Sunday 8 March 2009

Saturday, 7 March 2009, South Coast

Went to the South Coast today with David Campbell. Our target birds were the great grey shrike in the New Forest, the purple sandpipers at Southsea Castle, the red-breasted goose at West Wittering and the white-fronted goose at Tundry pond.

After a 1 hour 45 min circular walk there was no sign of the shrike! We did, however, see a nice pair of Dartford warblers, a pair of grey wagtails and a lovely male hen harrier. The harrier landed, which gave me a chance to get my camera out. I switched on and pressed the shutter. Nothing happened! I'd taken the battery out last night to charge and it was still on the charger at home! I did have spares in the car - half a mile away!

On to Southsea Castle in Portsmouth where we had better luck.
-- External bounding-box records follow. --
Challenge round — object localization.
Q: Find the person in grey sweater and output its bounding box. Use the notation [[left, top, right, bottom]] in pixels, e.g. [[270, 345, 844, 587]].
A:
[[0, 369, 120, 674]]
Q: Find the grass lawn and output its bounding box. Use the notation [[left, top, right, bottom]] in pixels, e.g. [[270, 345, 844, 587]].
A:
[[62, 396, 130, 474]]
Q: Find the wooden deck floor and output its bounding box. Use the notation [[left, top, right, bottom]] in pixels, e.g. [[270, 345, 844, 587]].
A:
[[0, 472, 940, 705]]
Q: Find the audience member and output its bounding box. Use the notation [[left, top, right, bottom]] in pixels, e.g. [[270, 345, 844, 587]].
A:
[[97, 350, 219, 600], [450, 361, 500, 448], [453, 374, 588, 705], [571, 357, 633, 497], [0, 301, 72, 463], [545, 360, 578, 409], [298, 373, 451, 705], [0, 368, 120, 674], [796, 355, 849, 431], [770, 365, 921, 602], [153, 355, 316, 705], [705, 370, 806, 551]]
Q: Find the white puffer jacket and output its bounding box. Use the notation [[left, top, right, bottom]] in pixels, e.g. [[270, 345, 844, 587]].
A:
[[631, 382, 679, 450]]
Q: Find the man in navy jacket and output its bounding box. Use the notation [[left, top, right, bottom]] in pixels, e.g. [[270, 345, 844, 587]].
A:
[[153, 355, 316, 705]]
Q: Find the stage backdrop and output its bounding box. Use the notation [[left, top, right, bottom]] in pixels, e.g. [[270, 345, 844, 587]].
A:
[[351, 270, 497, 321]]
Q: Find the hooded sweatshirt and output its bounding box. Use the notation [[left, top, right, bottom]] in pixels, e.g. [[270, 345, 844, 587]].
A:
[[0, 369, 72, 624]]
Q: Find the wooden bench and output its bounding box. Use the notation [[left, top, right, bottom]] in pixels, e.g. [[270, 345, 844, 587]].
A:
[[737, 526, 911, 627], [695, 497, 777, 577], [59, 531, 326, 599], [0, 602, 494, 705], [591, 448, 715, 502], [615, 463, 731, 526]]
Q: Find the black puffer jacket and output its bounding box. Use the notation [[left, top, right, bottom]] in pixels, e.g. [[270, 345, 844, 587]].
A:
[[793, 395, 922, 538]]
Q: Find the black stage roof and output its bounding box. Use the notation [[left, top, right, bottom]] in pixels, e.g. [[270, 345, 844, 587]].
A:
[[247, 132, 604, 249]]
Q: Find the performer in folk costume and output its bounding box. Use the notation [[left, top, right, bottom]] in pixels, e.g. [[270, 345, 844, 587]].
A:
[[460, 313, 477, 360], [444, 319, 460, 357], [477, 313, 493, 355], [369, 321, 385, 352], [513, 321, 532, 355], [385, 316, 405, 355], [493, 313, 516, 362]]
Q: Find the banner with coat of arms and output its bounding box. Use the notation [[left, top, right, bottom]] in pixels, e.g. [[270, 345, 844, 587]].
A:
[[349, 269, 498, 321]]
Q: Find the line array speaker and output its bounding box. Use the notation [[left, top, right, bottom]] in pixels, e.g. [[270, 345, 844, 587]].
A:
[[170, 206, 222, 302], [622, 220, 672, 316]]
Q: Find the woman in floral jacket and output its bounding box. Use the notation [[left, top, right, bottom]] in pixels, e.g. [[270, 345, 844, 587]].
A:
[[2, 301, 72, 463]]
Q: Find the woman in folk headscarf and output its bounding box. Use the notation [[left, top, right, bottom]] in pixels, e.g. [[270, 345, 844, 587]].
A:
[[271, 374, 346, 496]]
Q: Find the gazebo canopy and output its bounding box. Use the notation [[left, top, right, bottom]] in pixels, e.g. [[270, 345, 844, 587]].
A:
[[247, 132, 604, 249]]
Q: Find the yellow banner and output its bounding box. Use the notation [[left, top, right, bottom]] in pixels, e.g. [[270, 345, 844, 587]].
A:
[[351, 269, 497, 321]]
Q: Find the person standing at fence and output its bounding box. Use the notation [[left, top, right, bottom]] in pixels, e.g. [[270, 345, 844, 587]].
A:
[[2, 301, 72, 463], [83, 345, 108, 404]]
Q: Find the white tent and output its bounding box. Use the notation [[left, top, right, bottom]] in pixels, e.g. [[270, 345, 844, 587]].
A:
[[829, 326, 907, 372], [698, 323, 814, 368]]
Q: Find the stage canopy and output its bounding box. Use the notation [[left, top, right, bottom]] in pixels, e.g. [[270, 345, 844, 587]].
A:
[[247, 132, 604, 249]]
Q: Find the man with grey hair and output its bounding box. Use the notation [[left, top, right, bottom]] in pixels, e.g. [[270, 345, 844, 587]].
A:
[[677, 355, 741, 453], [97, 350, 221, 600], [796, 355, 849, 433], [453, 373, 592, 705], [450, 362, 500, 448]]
We instantly found the six purple sandpipers on the shore at low tide. This bird was a lifer for me and for David, so we spent some time observing and photographing them. They were quite tame and allowed us to get to within a few metres.

Purple sandpiper, Southsea Castle.

After lunch at the local tea rooms and seeing a goldcrest, we pressed on to West Wittering for the red-breasted goose. We were again lucky. We found the goose very quickly amongst the 1,000 or so Brent geese and it was fairly near the front of the mass so it was possible to see it largely unobstructed by the brents. Another lifer for me.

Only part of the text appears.